For me, the single most useful website in visualising Bristol is the amazing Know Your Place website. I can't begin to tell you how much information is on here, starting with lots of different maps you can compare in a really clever and useful way. If you can find your way in well enough to find the Braikenridge collection of drawings, you'll see the ships in the dock, and even find exactly the buildings Joe sees when he first arrives, right down to the writing on the printing house sign! 

Moving on to the Slave Trade, although I read a lot about the Trade in general, to make sure I knew what happened in Africa, what the journey to the West Indies was like, and what awaited the enslaved people who survived that journey, I knew that Slaves for the Isabella needed to focus on Bristol. There's a good collection of information, pictures and artefacts on the Discovering Bristol website. The BBC also has a Bristol slavery website, and there's the Bristol Slavery Trail. Further north, there's the International Slavery Museum in Liverpool, which looks fascinating, and has loads of information on its website.
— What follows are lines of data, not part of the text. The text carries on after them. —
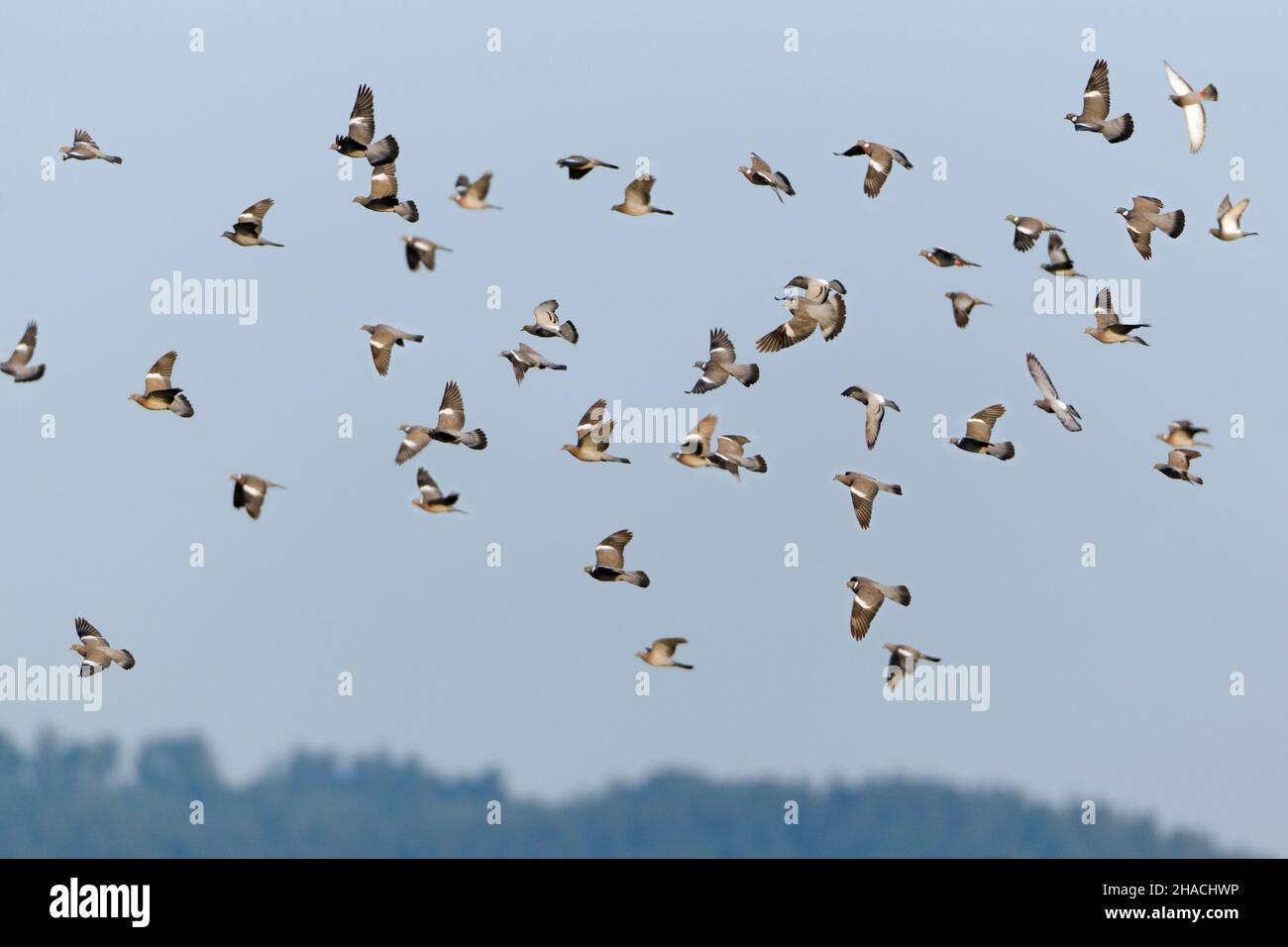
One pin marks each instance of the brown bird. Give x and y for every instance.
(159, 393)
(1109, 329)
(880, 162)
(868, 598)
(863, 491)
(18, 365)
(1144, 218)
(903, 660)
(249, 491)
(592, 437)
(1181, 434)
(761, 174)
(432, 499)
(945, 258)
(382, 339)
(362, 129)
(962, 305)
(979, 431)
(609, 562)
(721, 367)
(97, 655)
(450, 429)
(1177, 466)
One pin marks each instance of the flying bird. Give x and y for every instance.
(868, 598)
(382, 339)
(250, 224)
(432, 499)
(84, 149)
(962, 305)
(979, 431)
(159, 393)
(661, 654)
(526, 359)
(249, 491)
(1228, 218)
(880, 162)
(1109, 329)
(945, 258)
(20, 363)
(97, 655)
(473, 196)
(1028, 230)
(609, 562)
(450, 429)
(362, 129)
(1050, 402)
(421, 252)
(384, 195)
(579, 165)
(1144, 218)
(721, 365)
(1060, 262)
(761, 174)
(1095, 108)
(548, 325)
(903, 660)
(863, 491)
(592, 437)
(638, 200)
(876, 403)
(1192, 105)
(1177, 466)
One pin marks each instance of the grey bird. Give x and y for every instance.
(876, 403)
(1144, 218)
(1028, 230)
(868, 598)
(979, 432)
(526, 359)
(903, 660)
(1177, 466)
(450, 428)
(1228, 218)
(382, 341)
(84, 149)
(18, 367)
(97, 655)
(610, 565)
(763, 175)
(880, 162)
(249, 492)
(546, 324)
(720, 367)
(579, 165)
(1060, 262)
(384, 195)
(362, 129)
(592, 437)
(250, 226)
(962, 305)
(661, 654)
(420, 252)
(863, 491)
(1095, 108)
(1050, 401)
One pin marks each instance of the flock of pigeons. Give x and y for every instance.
(814, 304)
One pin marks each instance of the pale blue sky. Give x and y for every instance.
(1107, 684)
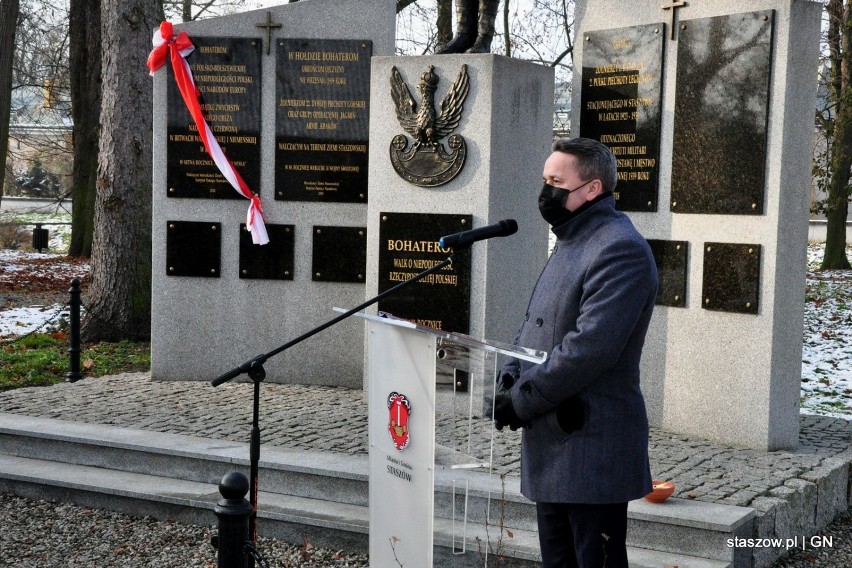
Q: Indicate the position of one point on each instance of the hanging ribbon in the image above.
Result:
(178, 47)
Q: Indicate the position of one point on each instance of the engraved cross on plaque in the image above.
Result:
(673, 6)
(269, 27)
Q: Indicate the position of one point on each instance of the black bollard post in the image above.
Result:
(233, 512)
(74, 349)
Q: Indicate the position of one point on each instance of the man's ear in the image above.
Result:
(595, 189)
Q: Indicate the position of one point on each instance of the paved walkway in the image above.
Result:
(335, 420)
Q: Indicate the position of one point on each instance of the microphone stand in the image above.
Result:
(255, 371)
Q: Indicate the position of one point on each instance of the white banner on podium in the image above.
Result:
(427, 391)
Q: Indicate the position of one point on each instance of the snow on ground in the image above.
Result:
(827, 339)
(827, 334)
(18, 271)
(21, 321)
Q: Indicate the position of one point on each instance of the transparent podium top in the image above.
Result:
(515, 351)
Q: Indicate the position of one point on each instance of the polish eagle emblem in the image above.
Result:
(426, 162)
(399, 410)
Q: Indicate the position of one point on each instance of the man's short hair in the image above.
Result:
(594, 159)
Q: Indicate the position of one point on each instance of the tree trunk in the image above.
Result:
(8, 23)
(119, 300)
(506, 36)
(444, 22)
(837, 205)
(85, 56)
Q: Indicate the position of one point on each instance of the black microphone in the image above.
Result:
(464, 239)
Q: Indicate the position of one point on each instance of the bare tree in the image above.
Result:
(85, 63)
(119, 305)
(834, 122)
(190, 10)
(9, 10)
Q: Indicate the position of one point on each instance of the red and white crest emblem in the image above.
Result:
(399, 409)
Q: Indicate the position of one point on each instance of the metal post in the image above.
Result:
(74, 349)
(233, 512)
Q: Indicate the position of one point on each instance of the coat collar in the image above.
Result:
(603, 205)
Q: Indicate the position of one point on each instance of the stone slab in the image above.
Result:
(202, 328)
(506, 122)
(732, 378)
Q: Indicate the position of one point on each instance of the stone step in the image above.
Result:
(676, 527)
(286, 517)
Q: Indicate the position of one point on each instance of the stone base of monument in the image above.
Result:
(323, 496)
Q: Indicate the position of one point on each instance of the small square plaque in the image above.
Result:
(671, 259)
(193, 248)
(272, 261)
(731, 278)
(340, 254)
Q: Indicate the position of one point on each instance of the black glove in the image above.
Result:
(504, 411)
(569, 414)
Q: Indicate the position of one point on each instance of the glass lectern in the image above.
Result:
(429, 396)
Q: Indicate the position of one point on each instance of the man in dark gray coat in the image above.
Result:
(584, 451)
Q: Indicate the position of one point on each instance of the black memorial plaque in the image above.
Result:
(340, 254)
(322, 120)
(620, 102)
(408, 245)
(671, 259)
(272, 261)
(721, 112)
(731, 277)
(193, 249)
(227, 72)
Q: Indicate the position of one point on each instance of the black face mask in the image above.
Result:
(551, 204)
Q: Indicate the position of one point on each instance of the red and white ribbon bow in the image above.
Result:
(166, 43)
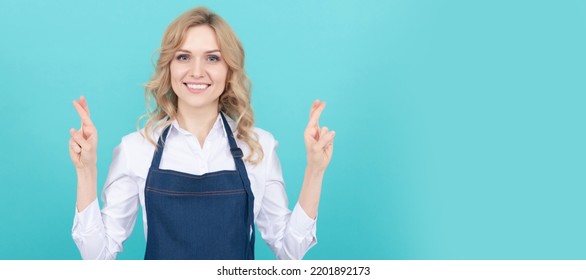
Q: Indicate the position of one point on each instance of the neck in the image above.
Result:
(199, 122)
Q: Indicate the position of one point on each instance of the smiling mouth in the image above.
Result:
(196, 88)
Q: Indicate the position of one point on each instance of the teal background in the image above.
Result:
(460, 124)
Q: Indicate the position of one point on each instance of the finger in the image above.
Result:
(74, 147)
(314, 119)
(83, 103)
(326, 139)
(78, 139)
(313, 107)
(85, 117)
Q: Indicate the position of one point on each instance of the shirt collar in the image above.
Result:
(217, 128)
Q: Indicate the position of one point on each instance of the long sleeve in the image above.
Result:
(100, 234)
(290, 234)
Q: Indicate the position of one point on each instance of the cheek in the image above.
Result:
(176, 72)
(219, 75)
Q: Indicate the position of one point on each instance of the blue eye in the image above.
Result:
(183, 57)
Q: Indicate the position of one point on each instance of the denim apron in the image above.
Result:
(207, 216)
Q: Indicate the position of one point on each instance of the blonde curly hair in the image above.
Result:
(234, 101)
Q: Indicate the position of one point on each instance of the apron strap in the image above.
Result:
(159, 149)
(241, 168)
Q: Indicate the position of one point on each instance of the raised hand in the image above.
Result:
(84, 142)
(319, 141)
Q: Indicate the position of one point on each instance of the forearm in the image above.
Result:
(311, 191)
(86, 187)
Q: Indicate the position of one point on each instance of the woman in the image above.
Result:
(203, 174)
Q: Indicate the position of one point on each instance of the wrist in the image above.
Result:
(313, 171)
(87, 172)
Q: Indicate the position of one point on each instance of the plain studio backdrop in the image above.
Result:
(460, 124)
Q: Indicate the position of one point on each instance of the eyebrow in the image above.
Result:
(212, 51)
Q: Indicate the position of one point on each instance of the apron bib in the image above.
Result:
(207, 216)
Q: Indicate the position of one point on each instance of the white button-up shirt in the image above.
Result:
(100, 234)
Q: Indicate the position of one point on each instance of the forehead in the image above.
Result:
(200, 38)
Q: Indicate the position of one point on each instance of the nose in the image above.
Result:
(197, 69)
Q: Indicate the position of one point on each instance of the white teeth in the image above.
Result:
(197, 86)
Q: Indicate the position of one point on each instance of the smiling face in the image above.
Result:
(198, 72)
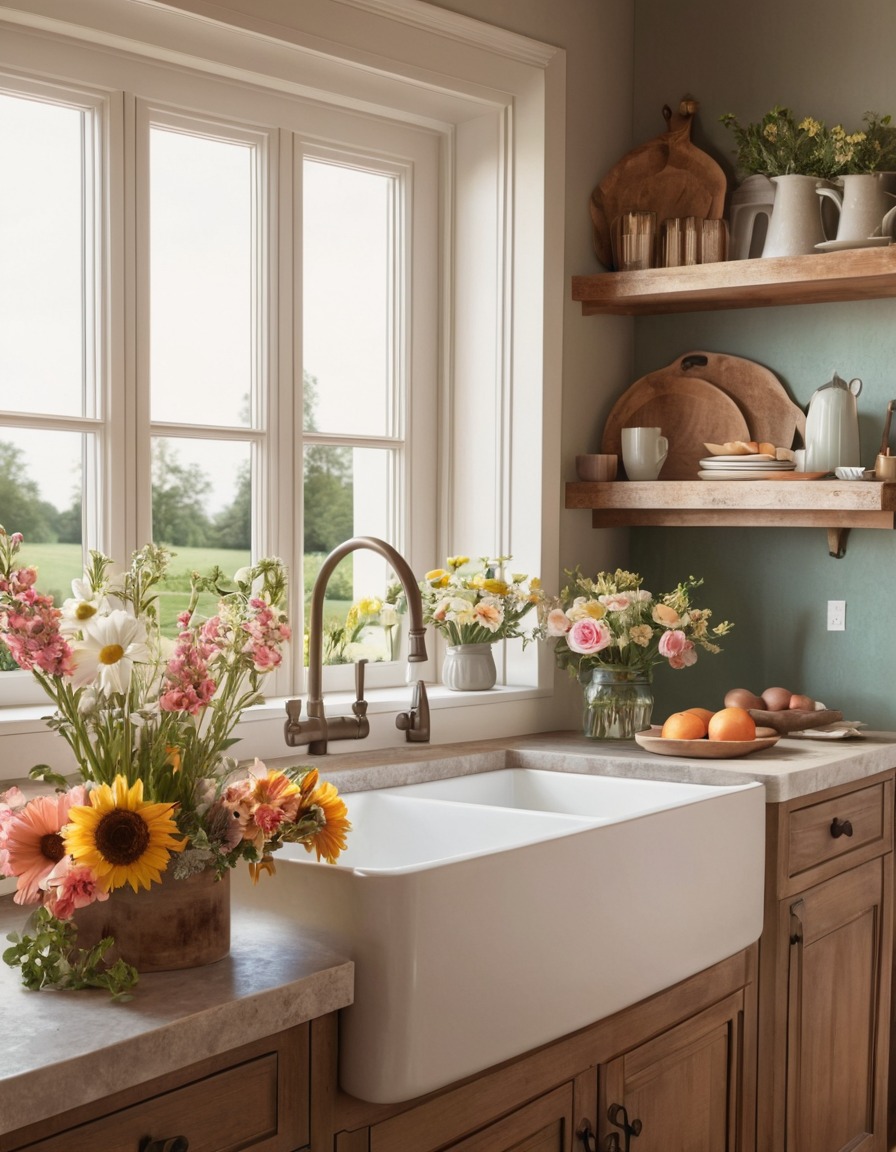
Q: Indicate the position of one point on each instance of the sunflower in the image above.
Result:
(121, 838)
(331, 840)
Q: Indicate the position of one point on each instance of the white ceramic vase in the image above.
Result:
(469, 667)
(795, 227)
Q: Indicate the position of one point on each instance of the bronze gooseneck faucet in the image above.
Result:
(317, 729)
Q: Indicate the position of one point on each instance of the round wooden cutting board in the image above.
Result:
(689, 412)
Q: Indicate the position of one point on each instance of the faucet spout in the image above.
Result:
(317, 728)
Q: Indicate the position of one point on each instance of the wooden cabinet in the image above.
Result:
(826, 959)
(682, 1061)
(682, 1089)
(251, 1099)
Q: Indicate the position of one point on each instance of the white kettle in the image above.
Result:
(833, 426)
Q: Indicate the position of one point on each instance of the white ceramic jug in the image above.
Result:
(865, 206)
(833, 426)
(751, 209)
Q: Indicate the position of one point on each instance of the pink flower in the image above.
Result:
(673, 643)
(589, 636)
(557, 622)
(70, 886)
(677, 649)
(33, 843)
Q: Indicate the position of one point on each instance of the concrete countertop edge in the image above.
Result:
(177, 1018)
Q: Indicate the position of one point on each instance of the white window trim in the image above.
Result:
(465, 78)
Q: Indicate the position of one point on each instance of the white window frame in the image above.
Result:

For homework on the Slave Trade, there is a series of video clips in the BBC History Files. You'll also find help on the School Run website, and on the BBC Bitesize pages, though these are aimed at Key Stage 3, so primary school children might need a bit of help. If you're a teacher looking for resources (other than mine, which are on the schools page), there's a really detailed teaching resources pack from the International Slavery Museum in Liverpool, which would be an excellent place to start.